El primer trimestre de 2026 dejó una postal contradictoria en el mercado laboral de Posadas: más personas trabajando, pero en condiciones cada vez más precarias. Un informe basado en la Encuesta Permanente de Hogares (EPH) muestra que todo el crecimiento del empleo en la capital misionera fue impulsado por la informalidad.
La tasa de empleo llegó al 44,3% en el aglomerado Posadas, lo que equivale a 176.000 personas ocupadas. Son 9.500 trabajadores más que en el mismo período del año anterior. Sin embargo, detrás de ese número se esconde una transformación profunda en la composición del mercado laboral.
¿Qué pasó con los asalariados y los cuentapropistas?
El empleo asalariado sigue perdiendo terreno: hoy representa el 66% del total de los ocupados, cuando un año atrás era el 67% y en el primer trimestre de 2023 alcanzaba el 73%. En paralelo, el trabajo por cuenta propia no deja de crecer: pasó del 24% en 2023 al 28% en 2025 y al 29% en 2026. Un cambio de perfil que se consolida con el tiempo.
Pero el dato más preocupante aparece al analizar la calidad de esos empleos. El aumento del cuentapropismo se explica casi por completo por la informalidad. Mientras los trabajadores registrados cayeron un 18,2%, los cuentapropistas informales crecieron un 19,4%, sumando 6.388 personas en apenas doce meses.

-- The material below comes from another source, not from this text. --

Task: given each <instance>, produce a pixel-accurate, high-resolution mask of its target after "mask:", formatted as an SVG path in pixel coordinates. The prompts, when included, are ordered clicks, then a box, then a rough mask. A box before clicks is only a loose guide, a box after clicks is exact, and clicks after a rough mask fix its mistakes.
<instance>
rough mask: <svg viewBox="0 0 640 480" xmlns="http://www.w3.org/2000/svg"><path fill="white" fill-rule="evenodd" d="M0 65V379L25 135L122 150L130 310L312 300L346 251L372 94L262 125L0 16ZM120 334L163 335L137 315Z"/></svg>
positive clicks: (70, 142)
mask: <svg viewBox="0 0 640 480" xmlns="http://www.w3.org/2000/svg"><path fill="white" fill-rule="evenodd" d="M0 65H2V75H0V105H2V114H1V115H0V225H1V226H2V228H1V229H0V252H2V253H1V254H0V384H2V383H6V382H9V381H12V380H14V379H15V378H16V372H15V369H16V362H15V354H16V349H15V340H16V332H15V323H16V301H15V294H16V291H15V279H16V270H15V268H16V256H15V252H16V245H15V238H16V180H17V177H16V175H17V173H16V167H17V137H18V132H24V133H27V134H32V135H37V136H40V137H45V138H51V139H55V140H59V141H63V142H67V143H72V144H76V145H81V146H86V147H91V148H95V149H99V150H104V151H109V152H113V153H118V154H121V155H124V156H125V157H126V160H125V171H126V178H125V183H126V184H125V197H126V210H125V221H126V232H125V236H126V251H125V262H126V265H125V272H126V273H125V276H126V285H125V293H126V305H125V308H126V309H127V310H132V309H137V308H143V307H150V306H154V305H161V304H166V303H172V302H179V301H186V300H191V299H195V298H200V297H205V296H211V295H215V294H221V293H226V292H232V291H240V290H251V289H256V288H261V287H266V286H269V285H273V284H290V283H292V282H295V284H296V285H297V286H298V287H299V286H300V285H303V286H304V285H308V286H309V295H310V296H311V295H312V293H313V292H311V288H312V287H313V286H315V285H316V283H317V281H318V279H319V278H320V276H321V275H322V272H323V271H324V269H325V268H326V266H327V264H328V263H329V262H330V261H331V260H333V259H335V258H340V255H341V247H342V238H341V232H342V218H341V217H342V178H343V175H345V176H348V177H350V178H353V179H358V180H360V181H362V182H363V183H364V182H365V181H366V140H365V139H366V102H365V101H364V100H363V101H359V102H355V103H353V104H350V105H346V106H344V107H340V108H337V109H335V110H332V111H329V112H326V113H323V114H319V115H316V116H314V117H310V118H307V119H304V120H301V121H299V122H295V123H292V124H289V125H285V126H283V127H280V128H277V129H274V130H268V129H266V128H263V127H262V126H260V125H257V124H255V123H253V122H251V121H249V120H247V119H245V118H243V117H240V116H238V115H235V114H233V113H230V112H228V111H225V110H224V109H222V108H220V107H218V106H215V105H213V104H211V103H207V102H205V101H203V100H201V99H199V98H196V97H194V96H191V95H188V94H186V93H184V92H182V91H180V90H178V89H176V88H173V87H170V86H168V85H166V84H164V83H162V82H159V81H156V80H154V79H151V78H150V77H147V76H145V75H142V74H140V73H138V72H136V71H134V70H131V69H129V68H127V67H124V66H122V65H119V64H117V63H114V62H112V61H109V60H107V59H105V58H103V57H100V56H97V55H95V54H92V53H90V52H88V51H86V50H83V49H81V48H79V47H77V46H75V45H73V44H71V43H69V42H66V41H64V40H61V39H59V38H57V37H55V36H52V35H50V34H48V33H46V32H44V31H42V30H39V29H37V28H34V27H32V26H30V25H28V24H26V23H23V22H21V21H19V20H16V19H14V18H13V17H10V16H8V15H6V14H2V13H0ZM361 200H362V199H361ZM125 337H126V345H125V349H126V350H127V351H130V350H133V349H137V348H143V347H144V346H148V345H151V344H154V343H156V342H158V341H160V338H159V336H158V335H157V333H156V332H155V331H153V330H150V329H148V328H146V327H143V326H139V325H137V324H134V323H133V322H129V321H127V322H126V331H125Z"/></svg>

La misma tendencia entre los asalariados
Entre los empleados en relación de dependencia también se repite el patrón. Aunque el total de asalariados aumentó, los puestos registrados retrocedieron un 9,7%, con la pérdida de 7.146 empleos formales. Esa caída fue compensada por un fuerte crecimiento del empleo asalariado informal, que incorporó 11.842 trabajadores, un incremento interanual del 31,4%.
Ni siquiera los empleadores escapan a esta lógica. Los patrones registrados disminuyeron un 39,1%, mientras que los informales crecieron un 223,8%. Un reflejo del avance de actividades económicas que operan al margen de los registros laborales.
El saldo final: más empleo, pero más precario
En términos generales, durante el último año Posadas perdió 12.104 empleos formales, lo que representa una caída del 12,9%. Al mismo tiempo, el empleo informal incorporó 21.603 nuevos trabajadores, un crecimiento del 30%. Ese aumento fue suficiente para compensar la destrucción de puestos registrados y explicar la totalidad del crecimiento de la ocupación.
El resultado es contundente: hay más personas trabajando, pero en condiciones más precarias, con menor estabilidad, sin aportes previsionales y con menos derechos laborales. Una realidad que marca el pulso de la economía misionera.